We found that although the light put out by the Aladdin Lamp is superior, the lamp requires constant attention. You don't just light an Aladdin and then go feed the animals. If you do that, you will return to a burned out mantle (no small thing at $14.00 apiece) or your house on fire. If you use an Aladdin, you have to be willing to babysit it. For folks with no children, who only use the lamp for reading (and they are right next to it to adjust it as required), it may be a wonderful option, but for a busy family with no time to fiddle with a light all of the time, it can be disastrous.
After our adventures with Aladdins, we turned our attention to the stunningly beautiful Petromax Multifuel Lantern made in Germany. Touted as the toughest lamp out there and used by German troops in the field, we thought this might be the perfect lamp for us. After all, we are harder on things than most military units!
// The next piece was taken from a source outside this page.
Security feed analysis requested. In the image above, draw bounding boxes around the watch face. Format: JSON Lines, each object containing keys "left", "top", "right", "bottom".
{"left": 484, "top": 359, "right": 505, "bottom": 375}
The Petromax is a technological marvel. It made out of blindingly shiny stainless steel and when fitted with the shade, will fill your house with the equivalent of three 100 watt light bulbs. Pretty good for an off-grid lighting option.
We filled our Petromax with fuel, and noticed what at first appeared to be rivulets and then became rivers of fuel seeping through the bottom seam. After many conversations with the importer, we sent our old (brand new) fuel tank back and were sent a new one. This time, there were no problems with leaking, so we decided to fire up the old girl and see how she ran. The Petromax has a pre-burner that atomizes the fuel so that it will light quickly, before it has gotten sufficiently warm to atomize the fuel on its own. I'm telling you - it is like lighting a blow torch in your kitchen! You have a tank full of pressurized fuel (you pump the Petromax up just like a Coleman lantern) with a blow torch on it and then you put a lighter to it. Now don't think that doesn't take a lot of prayers and a lot of faith! The light that the Petromax puts out is unparalleled. It is bright - really bright. The Petromax is, however, fussy. It leaks (both fuel and pressure), the mantles break incredibly easily, the pre-burner works sometimes and not other times and it is complicated to use. It caught on fire more than once and the last time, it caught my kitchen table on fire (the table still bears the scars) and I vowed never to use it again. It scared me. I was afraid the whole darn thing was going to blow up and kill us all. The best thing that ever happened to that Petromax was Sir Knight drilling holes in it and putting electricity to it. Now I use it every day, hanging over the loveseat in the kitchen, emitting a the lovely glow of a compact fluorescent.
|A new Petromax -our old one hangs in the kitchen|
After a number of hysterical, tear-filled phone calls to my father, he took pity on me and brought up a Coleman lantern and a Dietz Lantern. I thought I had died and gone to heaven. No more fussing with suicidal Aladdin lamps and no more bargaining with homicidal Pertromax lanterns. Just plain, simple, humble Coleman lanterns, with their soothing hiss on cold winter nights. They worked. I didn't have to worry about them catching their mantles on fire or the pre-burner igniting the table. The mantles were cheap, the fuel was cheap, parts were available and inexpensive and the light was wonderful. Sir Knight bent wire coat hangers and hung a hook in the living room and one in the kitchen (off the garage door track) and we had two Colemans, which lit the entire living area of the shouse. Some of my childrens' earliest memories are of waking up to the sound of me pumping and lighting the Coleman lanterns and opening up the drafts on the wood cookstove. To this day, they love Coleman lanterns. They are the sound of home.
|One of our trusty old Colemans|
|Wonderful, plain old kerosene lamp|
And then there are candles. Candles, of course, are not particularly good to read by, they strain your eyes too much, but they do light the way down a dark hall, brighten a dark corner and provide a warm, soft glow.
We hope that we will always have enough solar to keep our lights on, but we are prepared if we don't.